キャリア

2023.03.12 17:00

仕事に役立つ「ボクシング思考」 徹底した逆算で世界一に

Getty Images

「商社マンボクサー」「働きながら世界をとった二刀流ボクサー」なんて呼び名がついたのは、日本チャンピオンとなってからだ。私はそれまで、いまいち成績が振るわない二流のボクサーだった。

中学時代の部活動で、喧嘩に負けたことで始めたボクシング。習志野高校、法政大学と、ボクシング強豪校に通い、そこそこの結果を残してきた。
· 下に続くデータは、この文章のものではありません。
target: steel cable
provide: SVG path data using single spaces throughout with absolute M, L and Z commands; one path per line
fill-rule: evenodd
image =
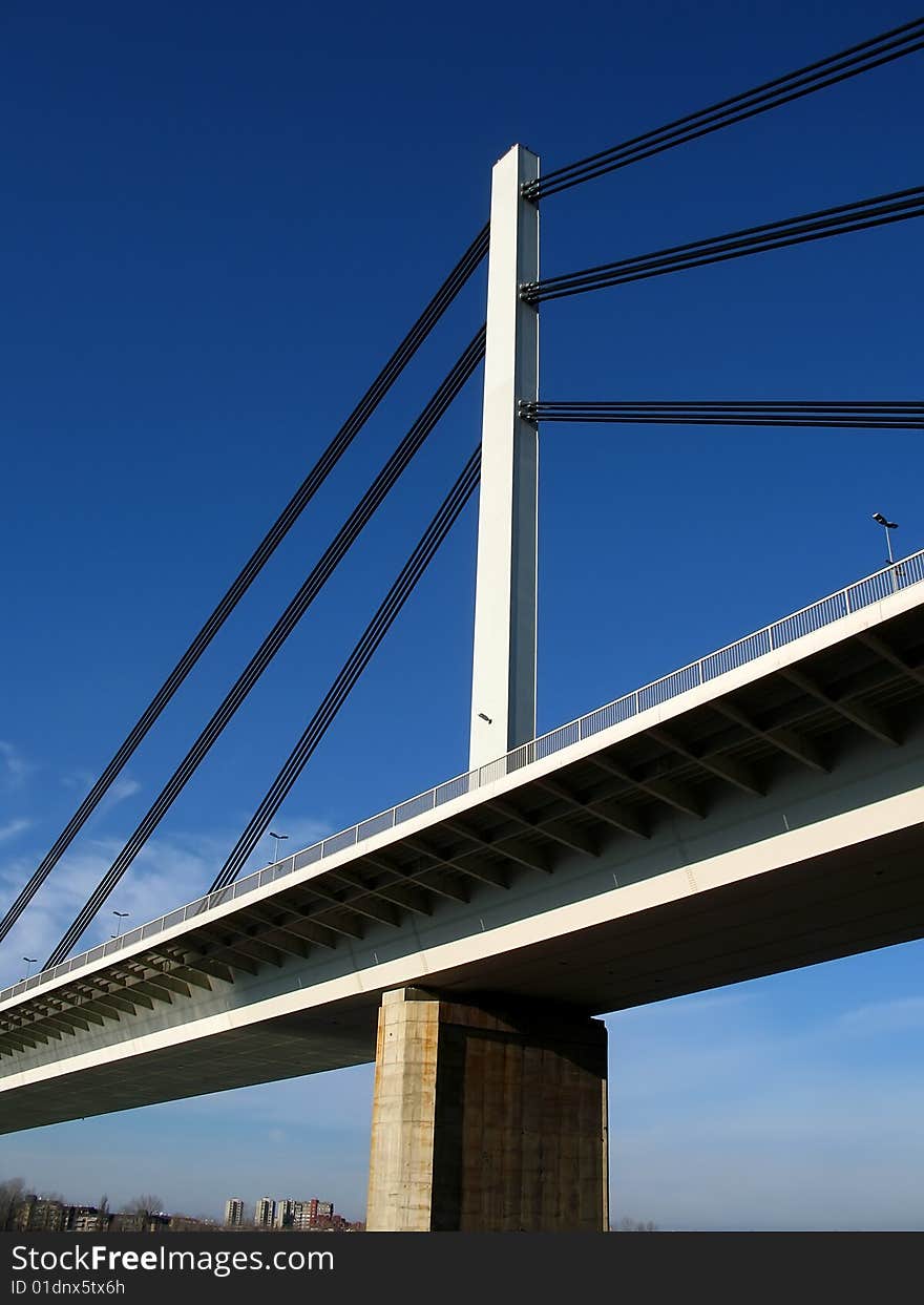
M 632 425 L 791 425 L 860 429 L 924 429 L 921 402 L 553 402 L 521 403 L 530 422 L 625 423 Z
M 436 390 L 418 420 L 414 423 L 373 483 L 356 504 L 347 521 L 329 544 L 321 560 L 312 569 L 311 574 L 295 594 L 288 607 L 285 609 L 257 651 L 253 654 L 244 671 L 241 671 L 221 706 L 215 710 L 209 723 L 198 735 L 187 756 L 183 758 L 141 820 L 125 847 L 115 859 L 110 869 L 87 898 L 85 906 L 61 937 L 60 942 L 46 962 L 46 968 L 57 964 L 59 960 L 63 960 L 74 942 L 84 933 L 99 907 L 129 868 L 147 838 L 157 829 L 161 820 L 172 805 L 174 800 L 183 791 L 200 762 L 231 720 L 238 707 L 245 699 L 247 694 L 275 656 L 277 651 L 282 647 L 283 642 L 288 638 L 301 616 L 328 582 L 338 562 L 356 540 L 363 527 L 395 484 L 414 454 L 422 448 L 424 440 L 444 415 L 462 386 L 471 377 L 483 356 L 484 328 L 482 326 L 471 343 L 462 352 L 446 378 Z
M 346 702 L 351 689 L 369 664 L 378 645 L 388 634 L 394 619 L 402 609 L 415 585 L 424 574 L 440 544 L 452 530 L 459 513 L 471 497 L 480 478 L 480 448 L 475 449 L 462 474 L 446 495 L 439 512 L 431 521 L 414 552 L 405 562 L 398 578 L 384 598 L 378 611 L 367 625 L 362 638 L 347 658 L 337 679 L 330 685 L 321 705 L 305 727 L 304 733 L 292 748 L 279 774 L 270 784 L 266 795 L 251 817 L 240 838 L 215 877 L 210 893 L 226 887 L 238 878 L 247 859 L 269 829 L 279 806 L 288 796 L 296 779 L 307 766 L 315 749 L 324 739 L 337 713 Z
M 583 181 L 628 167 L 630 163 L 662 154 L 676 145 L 685 145 L 688 141 L 718 132 L 723 127 L 741 123 L 771 108 L 778 108 L 780 104 L 801 99 L 813 91 L 856 77 L 859 73 L 880 68 L 921 48 L 924 48 L 924 18 L 915 18 L 901 27 L 884 31 L 878 37 L 842 50 L 837 55 L 829 55 L 826 59 L 807 64 L 804 68 L 797 68 L 783 77 L 777 77 L 754 86 L 752 90 L 719 100 L 696 114 L 686 114 L 664 127 L 634 136 L 611 149 L 599 150 L 576 163 L 555 168 L 536 181 L 526 183 L 523 193 L 532 200 L 557 194 L 574 185 L 581 185 Z
M 77 834 L 108 792 L 114 780 L 125 767 L 144 737 L 147 735 L 192 668 L 218 634 L 224 621 L 228 619 L 271 555 L 282 543 L 283 538 L 295 525 L 308 502 L 317 493 L 321 484 L 330 475 L 335 463 L 347 450 L 385 394 L 394 385 L 462 287 L 471 278 L 472 273 L 478 269 L 488 252 L 489 231 L 489 224 L 484 226 L 465 251 L 459 261 L 429 300 L 420 317 L 418 317 L 414 326 L 410 329 L 401 345 L 398 345 L 397 350 L 392 354 L 376 380 L 372 382 L 316 465 L 295 491 L 264 539 L 256 547 L 224 596 L 219 600 L 218 606 L 206 620 L 205 625 L 202 625 L 201 630 L 170 672 L 158 692 L 154 694 L 150 703 L 145 707 L 144 713 L 127 735 L 124 743 L 119 746 L 119 750 L 108 762 L 100 776 L 95 780 L 86 797 L 84 797 L 80 806 L 64 826 L 63 831 L 16 900 L 12 903 L 3 920 L 0 920 L 0 942 L 7 937 L 40 886 L 44 883 L 48 874 L 51 874 L 61 856 L 64 856 L 68 847 L 72 844 Z
M 911 187 L 907 191 L 878 194 L 869 200 L 856 200 L 852 204 L 818 209 L 795 218 L 782 218 L 757 227 L 730 231 L 722 236 L 672 245 L 655 253 L 620 258 L 617 262 L 600 264 L 582 271 L 529 282 L 521 287 L 521 296 L 531 304 L 543 303 L 547 299 L 564 299 L 568 295 L 586 294 L 607 286 L 623 286 L 633 281 L 645 281 L 649 277 L 662 277 L 670 271 L 702 268 L 709 264 L 726 262 L 730 258 L 743 258 L 747 254 L 765 253 L 770 249 L 784 249 L 788 245 L 804 244 L 809 240 L 824 240 L 829 236 L 864 231 L 869 227 L 886 226 L 891 222 L 903 222 L 923 215 L 924 187 Z

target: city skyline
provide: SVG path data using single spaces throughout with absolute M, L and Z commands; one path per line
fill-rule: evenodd
M 0 514 L 17 559 L 4 578 L 17 686 L 0 715 L 5 902 L 484 221 L 495 157 L 519 138 L 543 166 L 566 161 L 911 16 L 889 3 L 870 18 L 859 0 L 837 16 L 718 3 L 706 40 L 701 16 L 676 5 L 593 5 L 589 77 L 578 37 L 540 5 L 555 90 L 539 97 L 510 70 L 517 7 L 491 43 L 454 35 L 449 51 L 446 20 L 414 7 L 407 33 L 369 12 L 356 34 L 343 16 L 308 22 L 282 5 L 258 37 L 234 5 L 214 30 L 167 5 L 155 34 L 115 7 L 93 31 L 63 5 L 42 22 L 13 9 L 0 57 L 25 127 L 4 265 L 18 322 Z M 347 94 L 358 70 L 363 91 Z M 578 241 L 585 261 L 603 260 L 910 184 L 915 70 L 880 76 L 600 183 L 573 211 L 549 206 L 549 270 L 570 266 Z M 891 228 L 861 256 L 850 243 L 767 254 L 709 282 L 690 271 L 670 291 L 549 311 L 543 377 L 582 397 L 903 394 L 916 384 L 919 239 Z M 458 339 L 483 315 L 483 286 L 459 308 Z M 431 372 L 408 375 L 281 551 L 0 949 L 0 985 L 44 960 L 455 345 L 433 343 Z M 479 410 L 475 385 L 81 947 L 208 886 Z M 897 552 L 924 543 L 924 454 L 910 436 L 549 435 L 542 457 L 540 728 L 874 569 L 874 510 L 901 523 Z M 286 848 L 465 769 L 474 525 L 469 512 L 273 825 Z M 271 852 L 269 838 L 252 867 Z M 613 1221 L 920 1227 L 923 954 L 907 944 L 607 1015 Z M 86 1174 L 120 1199 L 144 1173 L 168 1205 L 188 1191 L 213 1219 L 222 1193 L 266 1190 L 261 1174 L 296 1191 L 312 1173 L 359 1219 L 371 1101 L 369 1066 L 338 1070 L 7 1137 L 4 1167 L 50 1189 Z

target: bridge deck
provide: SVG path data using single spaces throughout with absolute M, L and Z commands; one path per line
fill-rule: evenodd
M 923 936 L 923 664 L 916 585 L 38 976 L 0 1129 L 371 1060 L 399 983 L 600 1013 Z

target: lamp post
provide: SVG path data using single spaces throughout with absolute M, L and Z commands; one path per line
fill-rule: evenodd
M 877 521 L 880 523 L 880 526 L 882 526 L 882 529 L 886 532 L 886 547 L 889 549 L 889 565 L 894 566 L 895 565 L 895 559 L 894 559 L 893 552 L 891 552 L 891 535 L 889 534 L 889 531 L 890 530 L 898 530 L 898 522 L 897 521 L 887 521 L 882 515 L 881 512 L 874 512 L 873 513 L 873 521 Z
M 893 530 L 898 530 L 898 522 L 897 521 L 889 521 L 889 518 L 884 517 L 881 512 L 874 512 L 873 513 L 873 521 L 877 521 L 880 523 L 880 526 L 882 526 L 882 529 L 886 532 L 886 547 L 889 549 L 889 565 L 891 566 L 891 589 L 893 589 L 893 592 L 897 592 L 897 590 L 898 590 L 898 581 L 899 581 L 899 577 L 903 574 L 903 572 L 902 572 L 901 566 L 895 565 L 895 556 L 894 556 L 894 553 L 891 551 L 891 531 Z

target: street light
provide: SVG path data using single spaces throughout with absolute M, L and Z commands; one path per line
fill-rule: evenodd
M 893 552 L 891 552 L 891 535 L 889 534 L 889 531 L 890 530 L 898 530 L 898 522 L 897 521 L 886 521 L 886 518 L 882 515 L 881 512 L 874 512 L 873 513 L 873 521 L 877 521 L 880 523 L 880 526 L 882 526 L 882 529 L 886 532 L 886 545 L 889 548 L 889 565 L 894 566 L 895 565 L 895 559 L 893 557 Z
M 270 830 L 270 838 L 275 839 L 273 843 L 273 865 L 275 865 L 279 860 L 279 843 L 285 843 L 288 834 L 274 834 L 273 830 Z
プロになってからも、名門の帝拳ジムから声がかかり、そのまま所属を決めた。

当時は漠然と「夢は世界チャンピオンになること」と掲げていたが、プロに入ってからは挫折の連続だった。

デビュー戦から5戦目まで連戦、戦勝で勝ち続けてきたが、プロ6戦目で敗北、8戦目でKO負け。世界王者となるような選手は多くが無敗で勝ち上がっている。もう後がない状況まで追い詰められ、あまりに情けない試合内容に「才能がない」「もうボクシングは辞めろ」と吐き捨てるように言われたこともあった。

仕事を始めたのもその時期だ。スランプを脱し、自分を芯から変えたいと商社に就職を決めた。その時も思い返してみれば漠然とした気持ちだったかもしれない。



しかし、それまで社会人経験のない私にとって、仕事とボクシングの両立というのは想像以上に険しい道のりだった。

一番苦労したのは「時間」だ。早朝に起きてランニング、昼に仕事、夜にジムでのトレーニング、プライベートに当てる時間はほとんどなくなった。あまりの過密なスケジュールに、ボクシングが疎かになり、仕事でミスを連発したり、悪循環に陥った。

そんな時にある仕事を任されたことで転機が訪れた。それは“納期のスケジュール管理 ”だ。納期の日までに、何をすればいいのか、逆算してスケジュールを組んでいく作業だった。

仕事をこなしていくうちに、今の自分に足りていないものは、まさにこの“逆算”だと気づいた。仕事終わり、すぐに1日のスケジュールを見直し、細かく新しいスケジュールを立ててみることにした。



実際に計画に沿って動いた時、今までの自分には無駄な時間が多かったことに気づいた。やるべきことを決めて動けば、今まで以上に自由な時間が増えた。